All this took place during our formative years, our late twenties and early thirties, when normal people cement relationships, settle down in one location and start a family. Trainee surgeons lived like gypsies, moving from city to city – wherever the best posts were advertised. Something about being a surgeon elevated us to a different plane. We were the fighting cocks of the doctors’ mess, the flash Harrys who constantly strove to outdo each other and ruthlessly coveted the top jobs; the guys – and at that time, as now, it was almost exclusively guys – who stayed in the hospital night after night seeking every chance to operate, or, if it was quiet, drifting across to the nurses’ quarters, where other exciting action was easy to find.

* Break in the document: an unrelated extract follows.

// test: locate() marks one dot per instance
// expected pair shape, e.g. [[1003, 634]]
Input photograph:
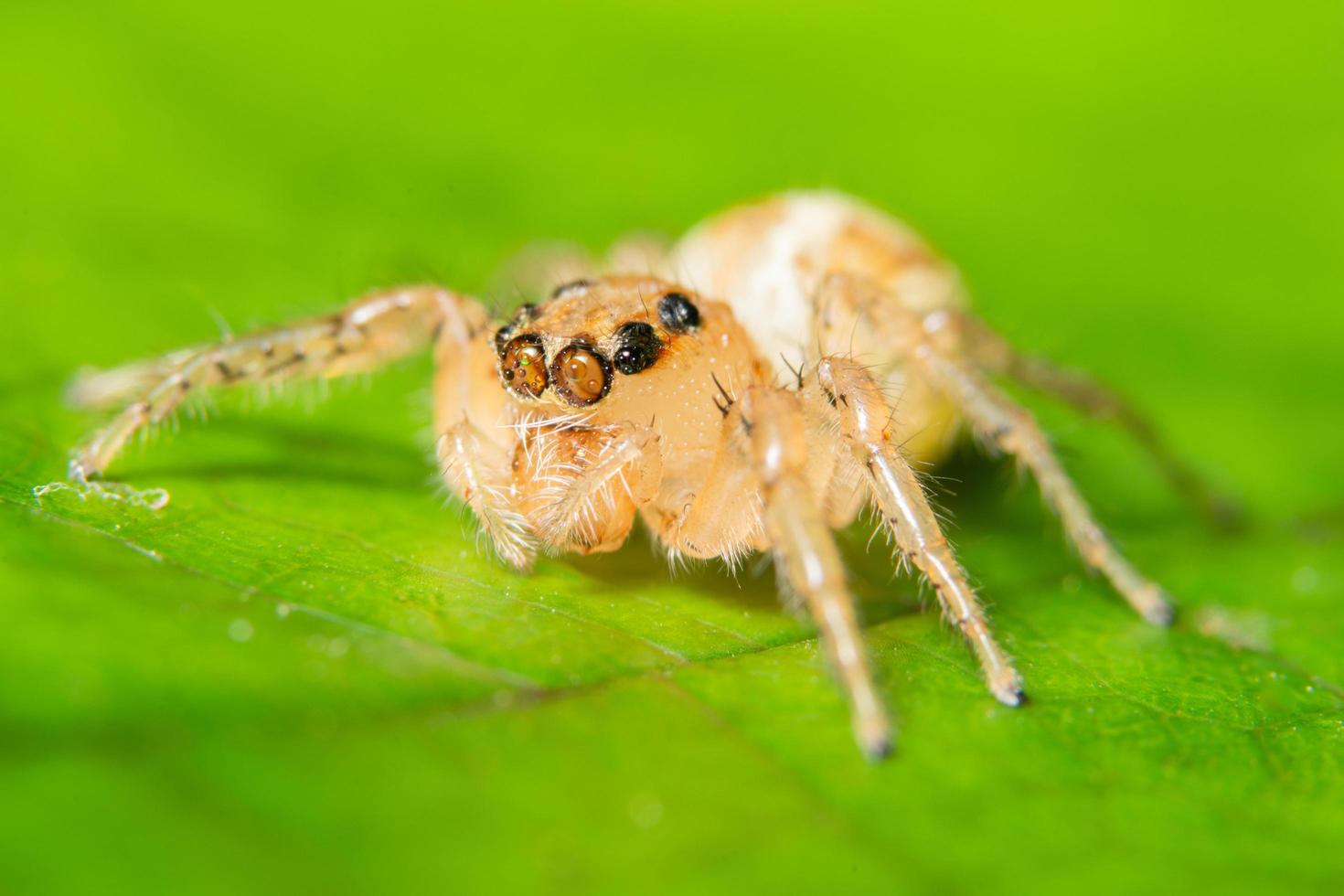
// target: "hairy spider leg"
[[368, 334], [848, 394]]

I was a backstreet kid from Scunthorpe who had married his childhood sweetheart from the local grammar school. Caught up in this whirlwind of ruthless ambition, things changed and marriage became an unintended casualty. I was ashamed of this, but I knew some surgical teams where every member, from junior houseman to consultant, was having an affair in the hospital. Grim in reality, but the stuff of television soaps that glamorise adultery. So widespread was the problem that the Johns Hopkins Hospital in Baltimore carried out a formal study of divorce as an occupational hazard in medicine. The younger their residents were when they married, the higher their divorce rate. Understandably, divorce was commonplace when the spouse did not work in the medical field. Blame it on the communication gap. They had little to talk about because doctors – and especially surgeons – are engrossed in their hospital life.

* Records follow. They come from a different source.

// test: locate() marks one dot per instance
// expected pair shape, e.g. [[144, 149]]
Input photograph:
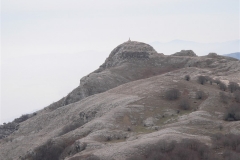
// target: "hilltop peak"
[[129, 50]]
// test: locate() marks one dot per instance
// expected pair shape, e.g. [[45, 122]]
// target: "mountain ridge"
[[120, 108]]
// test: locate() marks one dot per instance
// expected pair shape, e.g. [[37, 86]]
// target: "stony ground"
[[122, 109]]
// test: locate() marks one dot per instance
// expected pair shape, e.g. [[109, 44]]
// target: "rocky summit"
[[138, 104]]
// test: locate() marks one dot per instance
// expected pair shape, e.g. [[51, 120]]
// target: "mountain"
[[136, 105], [199, 48], [234, 55]]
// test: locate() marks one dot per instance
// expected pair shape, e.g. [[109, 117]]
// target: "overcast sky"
[[36, 36]]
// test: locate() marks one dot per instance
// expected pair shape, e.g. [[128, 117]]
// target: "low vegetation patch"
[[233, 113], [237, 96], [233, 86], [71, 127], [172, 94], [202, 79], [187, 149], [185, 104], [224, 98]]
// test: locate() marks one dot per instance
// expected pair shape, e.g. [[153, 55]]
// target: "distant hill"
[[199, 48], [234, 55]]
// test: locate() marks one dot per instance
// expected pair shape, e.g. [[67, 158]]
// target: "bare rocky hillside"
[[123, 108]]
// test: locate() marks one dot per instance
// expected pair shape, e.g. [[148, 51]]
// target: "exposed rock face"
[[212, 55], [100, 81], [121, 109], [127, 50], [189, 53]]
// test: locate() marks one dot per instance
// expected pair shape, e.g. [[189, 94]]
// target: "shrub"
[[187, 149], [200, 94], [233, 86], [217, 81], [222, 86], [202, 79], [185, 104], [237, 96], [224, 97], [172, 94], [47, 151], [228, 141], [187, 78], [233, 113]]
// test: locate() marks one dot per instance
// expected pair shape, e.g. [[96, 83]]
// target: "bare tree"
[[233, 86], [187, 77], [223, 86], [202, 80]]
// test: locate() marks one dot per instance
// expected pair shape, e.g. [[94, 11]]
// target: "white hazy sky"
[[44, 42]]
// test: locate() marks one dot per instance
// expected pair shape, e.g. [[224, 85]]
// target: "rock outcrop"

The Johns Hopkins study showed that more than half of psychiatrists and one in three surgeons divorced. Cardiac surgery had an impressive divorce rate, which I already knew from my colleagues’ experience. Reasons cited were high testosterone levels, long hours and nights in the hospital, and close working relationships with numerous attractive young women, often in stressful and emotional circumstances. Professional bonds are formed, and these evolve into romance. At one stage the Dean of Duke University Medical School saw fit to warn applicants that the institution was experiencing a greater than 100 per cent divorce rate. Why exceeding the maximum? Because students showed up already married, got divorced, then remarried and divorced a second time. They all lived a life in which work was seen to come first, with everything else a distant second.